Video Transcript
How much water can be produced from 4.800 grams of oxygen and 0.5846 grams of hydrogen? Give your answer to the nearest two decimal places. The molar mass of hydrogen is one gram per mole and oxygen is 16 grams per mole.
To begin, we may initially think about the law of conservation of mass, which states that in a closed system, the mass of reactants of a chemical reaction will equal the mass of the products. However, this assumes that all of the reactant molecules are completely consumed during the reaction. So if 4.800 grams of oxygen and 0.5846 grams of hydrogen are completely consumed during a reaction, then we’d expect that 5.3846 grams of water should be produced. In order to determine if the masses of both reactants are completely consumed, we need to rely on our knowledge of stoichiometry. We need to find out if a limiting reactant is present, which would limit the amount of the product, water, being formed.
In order to solve this problem and determine the mass of water formed in the reaction, we need to calculate the amount of water each reactant would produce if fully consumed. The reactant that could produce less water is the limiting reactant and therefore determines the amount of water produced.
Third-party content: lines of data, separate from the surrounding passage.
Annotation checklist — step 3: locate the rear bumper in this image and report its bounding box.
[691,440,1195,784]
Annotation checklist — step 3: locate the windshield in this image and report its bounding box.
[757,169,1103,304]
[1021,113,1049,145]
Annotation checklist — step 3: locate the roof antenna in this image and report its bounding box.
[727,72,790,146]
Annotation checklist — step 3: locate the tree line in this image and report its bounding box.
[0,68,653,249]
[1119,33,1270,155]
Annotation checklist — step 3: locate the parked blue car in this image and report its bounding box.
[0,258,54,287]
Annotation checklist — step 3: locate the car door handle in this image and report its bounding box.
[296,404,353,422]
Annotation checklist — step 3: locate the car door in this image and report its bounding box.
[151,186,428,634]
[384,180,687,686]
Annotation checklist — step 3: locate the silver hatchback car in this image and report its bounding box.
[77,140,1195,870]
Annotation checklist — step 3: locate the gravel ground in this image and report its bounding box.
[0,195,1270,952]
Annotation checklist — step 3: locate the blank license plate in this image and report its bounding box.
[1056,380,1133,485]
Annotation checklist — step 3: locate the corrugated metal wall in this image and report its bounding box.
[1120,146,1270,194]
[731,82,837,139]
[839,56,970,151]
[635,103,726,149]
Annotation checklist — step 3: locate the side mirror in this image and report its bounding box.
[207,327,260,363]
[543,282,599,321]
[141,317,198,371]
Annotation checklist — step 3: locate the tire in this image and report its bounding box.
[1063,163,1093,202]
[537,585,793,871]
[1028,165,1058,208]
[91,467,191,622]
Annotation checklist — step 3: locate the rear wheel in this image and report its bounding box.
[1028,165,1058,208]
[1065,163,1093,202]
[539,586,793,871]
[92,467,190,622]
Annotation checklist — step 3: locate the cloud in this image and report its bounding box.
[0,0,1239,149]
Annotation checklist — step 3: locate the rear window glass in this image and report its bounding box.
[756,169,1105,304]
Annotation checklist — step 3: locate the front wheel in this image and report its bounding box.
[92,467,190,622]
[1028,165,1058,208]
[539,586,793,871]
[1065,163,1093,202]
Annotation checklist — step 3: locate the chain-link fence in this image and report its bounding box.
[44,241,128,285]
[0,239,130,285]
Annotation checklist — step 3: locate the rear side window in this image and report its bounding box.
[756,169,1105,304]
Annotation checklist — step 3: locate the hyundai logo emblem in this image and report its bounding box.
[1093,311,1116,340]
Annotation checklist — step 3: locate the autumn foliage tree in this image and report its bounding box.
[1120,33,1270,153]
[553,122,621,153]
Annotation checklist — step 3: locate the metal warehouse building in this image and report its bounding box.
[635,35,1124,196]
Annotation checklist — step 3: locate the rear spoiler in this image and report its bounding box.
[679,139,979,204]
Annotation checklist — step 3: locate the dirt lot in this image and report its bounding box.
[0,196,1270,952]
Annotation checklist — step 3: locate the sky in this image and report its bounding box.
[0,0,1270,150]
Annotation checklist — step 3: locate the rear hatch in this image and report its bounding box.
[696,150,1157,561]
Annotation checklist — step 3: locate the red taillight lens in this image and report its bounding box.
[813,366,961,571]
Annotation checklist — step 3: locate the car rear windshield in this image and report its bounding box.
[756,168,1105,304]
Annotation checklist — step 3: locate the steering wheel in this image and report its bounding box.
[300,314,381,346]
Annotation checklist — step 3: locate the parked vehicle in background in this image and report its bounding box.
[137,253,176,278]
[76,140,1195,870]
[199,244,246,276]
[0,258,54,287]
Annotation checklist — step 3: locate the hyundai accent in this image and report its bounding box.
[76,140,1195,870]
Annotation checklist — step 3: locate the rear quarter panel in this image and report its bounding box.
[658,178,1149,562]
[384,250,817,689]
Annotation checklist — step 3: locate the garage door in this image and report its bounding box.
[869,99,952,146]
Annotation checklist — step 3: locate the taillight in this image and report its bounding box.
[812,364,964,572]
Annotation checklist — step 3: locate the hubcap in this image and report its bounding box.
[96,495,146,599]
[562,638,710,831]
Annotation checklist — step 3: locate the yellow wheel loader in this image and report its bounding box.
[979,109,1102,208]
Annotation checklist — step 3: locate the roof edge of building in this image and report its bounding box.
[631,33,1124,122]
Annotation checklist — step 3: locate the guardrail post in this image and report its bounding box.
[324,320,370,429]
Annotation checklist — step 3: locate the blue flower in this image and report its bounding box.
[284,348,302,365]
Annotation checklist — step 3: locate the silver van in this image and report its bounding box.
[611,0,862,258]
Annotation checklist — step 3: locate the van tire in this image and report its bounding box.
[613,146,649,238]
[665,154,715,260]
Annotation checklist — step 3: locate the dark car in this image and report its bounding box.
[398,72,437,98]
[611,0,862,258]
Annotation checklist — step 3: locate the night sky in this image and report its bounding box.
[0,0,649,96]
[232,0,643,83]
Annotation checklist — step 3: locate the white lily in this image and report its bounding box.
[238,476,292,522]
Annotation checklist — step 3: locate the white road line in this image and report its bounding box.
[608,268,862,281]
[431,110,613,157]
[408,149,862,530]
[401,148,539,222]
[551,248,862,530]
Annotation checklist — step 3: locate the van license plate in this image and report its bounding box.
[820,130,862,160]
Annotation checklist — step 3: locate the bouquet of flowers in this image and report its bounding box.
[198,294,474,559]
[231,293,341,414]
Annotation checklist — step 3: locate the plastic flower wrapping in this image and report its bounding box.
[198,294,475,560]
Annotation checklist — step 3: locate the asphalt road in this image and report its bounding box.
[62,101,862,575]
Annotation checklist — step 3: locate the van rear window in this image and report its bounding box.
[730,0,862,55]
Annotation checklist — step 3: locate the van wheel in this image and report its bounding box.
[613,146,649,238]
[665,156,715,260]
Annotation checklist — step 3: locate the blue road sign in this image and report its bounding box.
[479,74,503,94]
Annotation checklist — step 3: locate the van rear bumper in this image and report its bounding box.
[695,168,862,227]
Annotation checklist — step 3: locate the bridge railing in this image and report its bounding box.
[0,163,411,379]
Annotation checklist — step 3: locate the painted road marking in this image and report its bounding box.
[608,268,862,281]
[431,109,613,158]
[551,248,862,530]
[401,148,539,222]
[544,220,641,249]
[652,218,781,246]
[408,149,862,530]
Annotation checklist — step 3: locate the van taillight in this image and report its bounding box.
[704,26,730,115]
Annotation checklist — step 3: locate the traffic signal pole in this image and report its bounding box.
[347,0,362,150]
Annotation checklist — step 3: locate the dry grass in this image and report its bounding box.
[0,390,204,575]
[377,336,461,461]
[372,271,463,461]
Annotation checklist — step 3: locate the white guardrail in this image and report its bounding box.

Because we are using stoichiometry to solve this problem, a balanced chemical equation is needed.
Let’s start by writing the chemical formulas of the reactants. The chemical formula for diatomic oxygen is O2, and the chemical formula for diatomic hydrogen is H2. The reactants are always written on the left side of the reaction arrow in a chemical equation. The products are written on the right side of the reaction arrow. And in this reaction, there is one product, water, which has the chemical formula H2O. We can begin by noticing that the reactant side of the equation has two oxygen atoms and the product side only has one oxygen atom. Therefore, we should add a coefficient of two in front of water on the product side.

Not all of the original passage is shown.